Monday, June 13, 2011

The time has come, the walrus said ...

... To talk of many things.

For shoes and ships and sealing wax, continue here.  For more recent arcana to have caught this SF author's eye, read on ...

"Criminal Minds Are Different From Yours, Brain Scans Reveal." (I like to think that my visitors do not have criminal minds.) I read with interest that:
"One test on the participants at age 3 measured their response to fear – called fear conditioning – by associating a stimulus, such as a tone, with a punishment like an electric shock, and then measuring people's involuntary physical responses through the skin upon hearing the tone."
 I await the day someone scans the brains of anyone who'd test three-year-olds with electric shocks.

Colleague David Brin has an interesting essay on the difference between fantasy and SF. His thought-provoking thesis?

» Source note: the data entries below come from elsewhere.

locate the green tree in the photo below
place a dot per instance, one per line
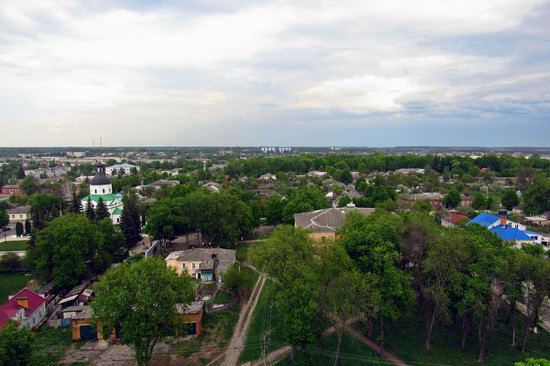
(75, 204)
(130, 222)
(238, 281)
(101, 210)
(452, 199)
(15, 345)
(20, 172)
(509, 198)
(19, 229)
(479, 202)
(28, 227)
(141, 299)
(67, 250)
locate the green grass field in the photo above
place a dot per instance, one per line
(352, 352)
(10, 283)
(49, 345)
(266, 318)
(406, 340)
(14, 245)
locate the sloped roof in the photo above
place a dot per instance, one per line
(10, 308)
(484, 219)
(329, 219)
(511, 233)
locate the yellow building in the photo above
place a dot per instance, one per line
(324, 223)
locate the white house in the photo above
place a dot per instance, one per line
(115, 169)
(26, 307)
(101, 188)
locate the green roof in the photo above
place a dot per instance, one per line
(106, 197)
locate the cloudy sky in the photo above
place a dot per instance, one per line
(214, 72)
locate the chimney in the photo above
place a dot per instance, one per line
(23, 302)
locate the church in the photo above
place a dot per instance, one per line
(100, 186)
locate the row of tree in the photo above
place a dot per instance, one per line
(386, 267)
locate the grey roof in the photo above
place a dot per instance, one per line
(329, 219)
(203, 254)
(19, 210)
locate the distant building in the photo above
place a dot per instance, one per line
(26, 307)
(10, 190)
(117, 168)
(101, 187)
(324, 223)
(206, 264)
(19, 214)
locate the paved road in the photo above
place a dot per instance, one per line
(236, 344)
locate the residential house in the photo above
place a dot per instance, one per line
(10, 190)
(78, 296)
(268, 178)
(454, 219)
(19, 214)
(205, 264)
(117, 169)
(324, 223)
(26, 307)
(435, 199)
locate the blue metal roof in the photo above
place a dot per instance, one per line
(510, 233)
(484, 219)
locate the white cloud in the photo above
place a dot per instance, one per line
(66, 62)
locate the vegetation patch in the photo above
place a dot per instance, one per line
(10, 283)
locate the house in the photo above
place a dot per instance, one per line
(205, 264)
(324, 223)
(164, 183)
(117, 169)
(436, 199)
(316, 174)
(268, 178)
(26, 307)
(10, 190)
(454, 219)
(406, 171)
(78, 296)
(491, 221)
(19, 214)
(192, 316)
(101, 188)
(212, 187)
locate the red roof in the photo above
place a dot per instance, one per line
(9, 309)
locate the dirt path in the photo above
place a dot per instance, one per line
(236, 344)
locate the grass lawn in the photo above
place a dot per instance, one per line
(406, 340)
(49, 345)
(10, 283)
(222, 297)
(265, 318)
(14, 245)
(352, 352)
(242, 252)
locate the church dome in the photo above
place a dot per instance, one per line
(99, 180)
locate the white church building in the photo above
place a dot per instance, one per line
(101, 187)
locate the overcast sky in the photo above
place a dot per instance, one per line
(213, 72)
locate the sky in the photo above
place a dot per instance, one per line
(278, 73)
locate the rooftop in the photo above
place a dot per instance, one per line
(329, 219)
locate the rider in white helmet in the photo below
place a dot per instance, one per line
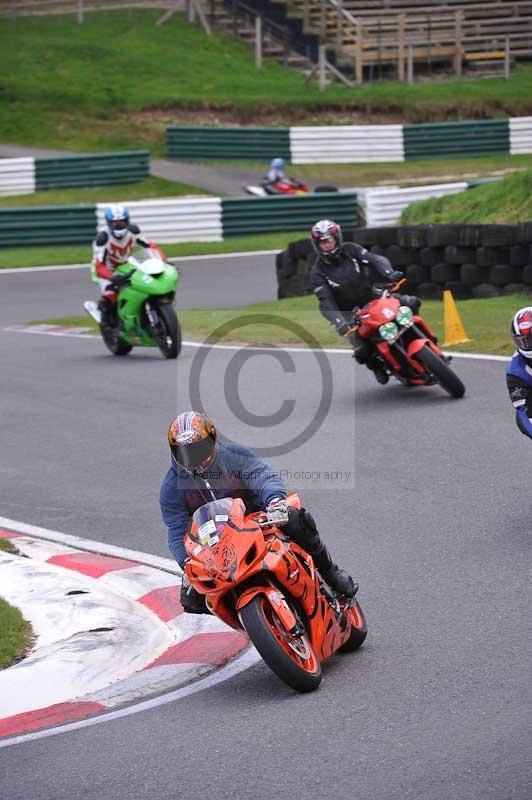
(519, 372)
(112, 247)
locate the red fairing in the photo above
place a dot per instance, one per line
(102, 271)
(375, 314)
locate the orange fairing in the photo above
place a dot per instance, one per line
(232, 560)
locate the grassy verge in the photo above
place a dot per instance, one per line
(56, 86)
(143, 190)
(15, 632)
(80, 254)
(402, 173)
(486, 323)
(507, 201)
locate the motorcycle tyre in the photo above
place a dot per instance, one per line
(447, 379)
(261, 634)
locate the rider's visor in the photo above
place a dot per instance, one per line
(524, 341)
(195, 455)
(119, 224)
(327, 244)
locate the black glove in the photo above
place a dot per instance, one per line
(342, 328)
(396, 276)
(277, 511)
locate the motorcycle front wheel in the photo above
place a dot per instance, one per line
(114, 342)
(291, 657)
(443, 374)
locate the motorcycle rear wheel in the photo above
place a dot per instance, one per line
(114, 342)
(359, 630)
(443, 374)
(169, 341)
(292, 658)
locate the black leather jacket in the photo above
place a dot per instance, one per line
(347, 282)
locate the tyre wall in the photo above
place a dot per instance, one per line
(470, 260)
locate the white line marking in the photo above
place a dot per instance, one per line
(239, 664)
(261, 349)
(172, 259)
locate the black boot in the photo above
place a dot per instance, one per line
(338, 579)
(301, 527)
(381, 376)
(105, 307)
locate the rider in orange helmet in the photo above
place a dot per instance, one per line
(205, 469)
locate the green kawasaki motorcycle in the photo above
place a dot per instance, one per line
(144, 312)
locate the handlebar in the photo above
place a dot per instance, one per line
(263, 521)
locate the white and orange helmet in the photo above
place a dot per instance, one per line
(521, 330)
(193, 441)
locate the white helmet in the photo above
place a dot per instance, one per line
(521, 330)
(117, 218)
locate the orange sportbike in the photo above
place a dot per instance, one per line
(254, 577)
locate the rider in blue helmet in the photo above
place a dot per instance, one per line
(112, 248)
(275, 174)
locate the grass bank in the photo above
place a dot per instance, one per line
(15, 632)
(79, 254)
(66, 85)
(143, 190)
(507, 201)
(486, 323)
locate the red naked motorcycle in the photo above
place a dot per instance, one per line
(405, 344)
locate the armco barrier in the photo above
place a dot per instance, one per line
(17, 176)
(102, 169)
(521, 135)
(384, 206)
(47, 225)
(203, 141)
(470, 260)
(353, 143)
(197, 219)
(349, 144)
(438, 139)
(245, 215)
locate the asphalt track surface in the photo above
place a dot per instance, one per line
(435, 524)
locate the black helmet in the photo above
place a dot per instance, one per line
(326, 238)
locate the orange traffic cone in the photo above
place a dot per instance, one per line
(453, 328)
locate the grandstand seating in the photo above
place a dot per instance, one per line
(382, 32)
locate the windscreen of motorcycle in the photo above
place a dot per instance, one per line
(209, 520)
(148, 262)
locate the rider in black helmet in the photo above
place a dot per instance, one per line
(346, 277)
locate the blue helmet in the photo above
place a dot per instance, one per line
(117, 218)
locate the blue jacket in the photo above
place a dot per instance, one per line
(235, 472)
(519, 382)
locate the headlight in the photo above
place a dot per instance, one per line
(389, 331)
(404, 316)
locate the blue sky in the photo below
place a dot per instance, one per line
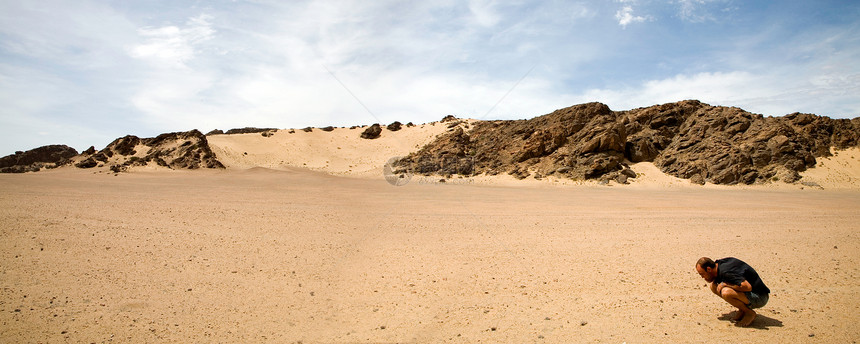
(86, 72)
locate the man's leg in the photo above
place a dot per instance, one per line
(740, 301)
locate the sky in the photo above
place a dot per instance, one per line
(84, 73)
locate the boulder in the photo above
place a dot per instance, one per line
(372, 132)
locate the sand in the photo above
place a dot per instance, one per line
(286, 256)
(303, 240)
(338, 152)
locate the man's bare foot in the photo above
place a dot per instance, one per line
(747, 319)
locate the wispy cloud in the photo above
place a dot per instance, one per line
(625, 16)
(173, 45)
(149, 67)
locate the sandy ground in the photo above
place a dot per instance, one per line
(289, 256)
(338, 152)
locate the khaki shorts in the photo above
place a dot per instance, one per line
(756, 300)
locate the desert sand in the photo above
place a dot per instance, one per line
(333, 253)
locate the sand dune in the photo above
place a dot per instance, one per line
(338, 152)
(342, 152)
(290, 255)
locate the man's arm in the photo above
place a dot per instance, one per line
(745, 286)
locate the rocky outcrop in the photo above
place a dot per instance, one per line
(180, 150)
(35, 159)
(394, 126)
(688, 139)
(372, 132)
(247, 130)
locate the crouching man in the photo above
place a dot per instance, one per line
(737, 283)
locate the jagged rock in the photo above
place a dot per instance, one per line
(697, 179)
(87, 163)
(33, 160)
(686, 139)
(372, 132)
(180, 150)
(248, 130)
(125, 145)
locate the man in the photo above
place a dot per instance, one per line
(737, 283)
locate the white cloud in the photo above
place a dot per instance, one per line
(625, 16)
(698, 11)
(173, 45)
(484, 12)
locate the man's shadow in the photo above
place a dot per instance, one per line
(761, 321)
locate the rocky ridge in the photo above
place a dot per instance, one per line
(688, 139)
(179, 150)
(33, 160)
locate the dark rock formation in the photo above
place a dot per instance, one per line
(248, 130)
(448, 118)
(687, 139)
(35, 159)
(372, 132)
(395, 126)
(180, 150)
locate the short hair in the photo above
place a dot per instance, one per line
(706, 262)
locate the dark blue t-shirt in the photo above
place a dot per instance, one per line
(734, 271)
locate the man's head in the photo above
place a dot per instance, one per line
(707, 268)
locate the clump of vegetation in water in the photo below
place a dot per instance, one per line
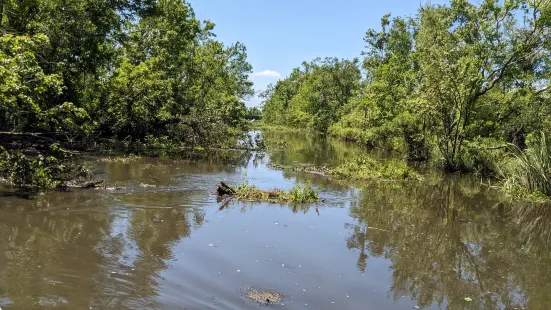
(528, 174)
(437, 89)
(41, 171)
(368, 168)
(120, 159)
(264, 297)
(300, 193)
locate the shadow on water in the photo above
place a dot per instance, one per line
(452, 243)
(162, 242)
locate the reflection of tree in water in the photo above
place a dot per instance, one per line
(40, 246)
(65, 250)
(154, 231)
(308, 148)
(447, 242)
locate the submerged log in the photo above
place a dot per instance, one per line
(224, 190)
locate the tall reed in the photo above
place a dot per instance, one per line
(530, 170)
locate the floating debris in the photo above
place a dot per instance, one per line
(264, 297)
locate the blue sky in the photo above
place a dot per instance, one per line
(280, 34)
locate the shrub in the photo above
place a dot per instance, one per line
(529, 172)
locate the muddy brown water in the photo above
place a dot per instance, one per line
(162, 243)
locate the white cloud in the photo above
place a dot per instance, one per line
(267, 73)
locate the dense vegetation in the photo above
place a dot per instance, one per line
(139, 71)
(461, 84)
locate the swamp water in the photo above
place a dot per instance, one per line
(161, 242)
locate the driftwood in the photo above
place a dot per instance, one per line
(224, 190)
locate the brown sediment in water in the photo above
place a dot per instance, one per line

That SF presumes we humans can learn from our mistakes -- that there is such a thing as progress -- while fantasy assumes the opposite.

Given my mixed feelings at the recent announcement that Kindle books now outsell all print books on Amazon, how appropriate is it to read that "Researchers Create A Schizophrenic Computer"? I can look forward to outsourcing my worrying!

Having written about nanotech in both factual and fictional contexts, I was delighted to see this alert via Physics World: "From seawater to freshwater with a nanotechnology filter." A key snippet:
"CNTs (carbon nanotubes) can realistically expect to have water permeability 20 times that of modern commercial reverse-osmosis membranes, greatly reducing the cost and energy required for desalination. Additionally, CNTs are highly efficient at repelling salt ions, more so because specific chemical groups can be attached to them to create a specific "gatekeeper" function."
From the Department of Truth Is Stranger Than Fiction, we have, "Bikini-clad Zombies Spook Connecticut Residents."

Only slightly more unexpected, the DoTISTF reports that two of my solo novels made the highschoolers' summer reading list at the Kinkaid Academy. Yup, for students taking the fall AP Robotics class, two of my novels, Small Miracles and Fools' Experiments, share the list with, among others: I, Robot (Isaac Asimov), 2001 (Arthur C. Clarke), The Moon Is A Harsh Mistress (Robert Heinlein), and that quintessential cyberpunk novel, Snow Crash (Neal Stephenson). Way cool.

As was my long-after-the-fact discovery that the cinematic version of my short story "Grandpa?" made it onto the curriculum of the Los Angles Film School. The Grandfather Paradox is now part of an LAFS unit on the Mathematics of Time Travel. The producer's notice is here (and the Canadians among you can stream the movie here).

And for those of you looking beyond the imminent era of hideous, mercury-tainted compact fluorescent light bulbs to the promised halycon era of white-light LEDs ... check out this cautionary piece from the Department of Every Silver Lining Has a Cloud: "LEDs Filled with Toxic Substances, Study Says."

One more reason to mourn the passing of incandescent bulbs ... and, perhaps, to stock up.